Sans excuser cette dernière catégorie de confrères, Carine Wolf-Thal, présidente du Conseil de l’Ordre des pharmaciens, interrogée par Europe 1, y voit une explication : « C’est dans l’exercice au quotidien que certains confrères – ce n’est pas la majorité des pharmaciens, je le rappelle – se laissent perdre par la routine et le temps… Et ils négligent le conseil sur des produits connus du grand public, ils omettent de rappeler la posologie ». En aucun cas, la formation des pharmaciens n’est à mettre en cause, défend-elle, « elle est de meilleure qualité aujourd’hui qu’auparavant (…) Et l’enquête d’UFC-Que Choisir le montre : 76 % des pharmaciens donnent les bons conseils. » L'Union des syndicats de pharmaciens d'officine (USPO) retient pour sa part que 93 % des pharmaciens ont informé les patients sur les posologies maximales du paracétamol.
Droit de réponse
Davantage encore que l’interprétation de ces tests, ce sont les propositions formulées par l’association de consommateurs qui interpellent les pharmaciens à titre individuel (voir encadré), mais aussi syndicalistes et groupements. Car formulées dans la foulée de l'enquête, ces préconisations sont pour le moins paradoxales. Comment, venant de reprocher à la profession des lacunes dans ses conseils et en pointant la dangerosité du mésusage du paracétamol, les mêmes auteurs peuvent-ils suggérer que « la distribution des médicaments sans ordonnance soit élargie aux parapharmacies et à des espaces dédiés dans les grandes surfaces, sous la surveillance d’un pharmacien diplômé ».

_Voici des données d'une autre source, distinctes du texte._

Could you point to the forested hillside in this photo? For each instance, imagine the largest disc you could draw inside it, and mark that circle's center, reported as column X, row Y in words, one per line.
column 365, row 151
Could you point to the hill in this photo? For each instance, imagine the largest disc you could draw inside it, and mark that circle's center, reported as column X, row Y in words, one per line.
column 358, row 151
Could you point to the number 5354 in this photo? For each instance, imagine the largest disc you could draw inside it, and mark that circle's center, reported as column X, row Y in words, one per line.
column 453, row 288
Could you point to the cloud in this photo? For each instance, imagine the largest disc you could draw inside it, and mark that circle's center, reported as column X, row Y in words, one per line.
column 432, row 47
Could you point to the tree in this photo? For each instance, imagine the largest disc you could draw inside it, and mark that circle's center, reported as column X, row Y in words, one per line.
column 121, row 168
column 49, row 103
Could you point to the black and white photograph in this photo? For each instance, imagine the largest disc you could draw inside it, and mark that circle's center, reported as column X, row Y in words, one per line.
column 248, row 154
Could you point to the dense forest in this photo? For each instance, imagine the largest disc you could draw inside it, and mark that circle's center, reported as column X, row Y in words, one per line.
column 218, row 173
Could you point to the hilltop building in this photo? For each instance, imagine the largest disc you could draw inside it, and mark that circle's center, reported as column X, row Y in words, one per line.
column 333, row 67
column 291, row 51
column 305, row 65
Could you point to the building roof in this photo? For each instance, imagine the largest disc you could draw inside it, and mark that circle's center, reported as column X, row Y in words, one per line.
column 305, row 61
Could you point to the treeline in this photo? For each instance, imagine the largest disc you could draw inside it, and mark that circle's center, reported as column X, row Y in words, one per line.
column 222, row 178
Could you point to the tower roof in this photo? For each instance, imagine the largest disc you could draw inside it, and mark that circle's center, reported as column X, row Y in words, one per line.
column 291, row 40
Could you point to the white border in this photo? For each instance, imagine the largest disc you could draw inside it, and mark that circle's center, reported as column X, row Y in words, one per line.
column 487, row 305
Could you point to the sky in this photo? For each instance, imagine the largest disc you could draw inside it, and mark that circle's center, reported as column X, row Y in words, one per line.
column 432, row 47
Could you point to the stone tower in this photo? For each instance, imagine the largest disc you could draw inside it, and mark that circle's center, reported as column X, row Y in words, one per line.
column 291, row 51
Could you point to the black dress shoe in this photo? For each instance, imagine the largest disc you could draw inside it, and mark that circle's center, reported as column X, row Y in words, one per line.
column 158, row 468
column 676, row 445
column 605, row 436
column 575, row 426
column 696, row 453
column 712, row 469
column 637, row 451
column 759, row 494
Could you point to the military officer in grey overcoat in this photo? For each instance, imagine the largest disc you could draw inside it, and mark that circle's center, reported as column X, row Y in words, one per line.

Certes, UFC-Que-Choisir se fondant sur des hypothèses retenues à partir des exemples portugais et italien, estime à 252 millions les économies permises par de telles mesures sur l’OTC. Pour autant, ces projections ne sauraient à elles seules justifier la prise de risques engendrée par une telle mesure. D’ailleurs, objecte Philippe Gaertner, président de la FSPF, « plusieurs exemples contredisent les bienfaits de cette dérégulation du marché de l’OTC ». La Suède l’a rapidement compris après avoir libéralisé la vente de paracétamol. Elle a dû faire machine arrière après avoir constaté une hausse de 40 % en quatre ans des cas d’intoxication. De même, une récente étude menée par l’Autriche, pays menacé par une dérégulation du marché, a prouvé que cette dernière est sans bénéfice pour le consommateur.
L’Union des groupements de pharmaciens d’officine (UDGPO) ne manque pas de s'insurger, elle aussi, contre cette position de l’association UFC-Que-Choisir « à l’encontre de l’intérêt vital des consommateurs qu’elle est censée défendre ». Les groupements annoncent qu’ils demanderont le 6 avril prochain lors de leur entrevue avec le directeur du cabinet d’Agnès Buzyn, ministre de la santé, d’épargner des décès qui ne manqueraient pas de se produire « si les recommandations de UFC-Que-Choisir se mettaient en place ». Laurent Filoche, président de l’UDGPO, s'appuie sur une récente déclaration de la ministre de la santé à la profession. Devant les représentants des pharmaciens, Agnès Buzyn s'est elle-même félicitée, le 22 mars, « de sa décision de soumettre les sirops contenant de la codéine à une prescription obligatoire ». Car, souligne-t-elle, « plus un enfant n’est mort à cause d’un mésusage depuis 9 mois ». L’UDGPO fait savoir qu’elle demandera un droit de réponse au magazine « Que Choisir ».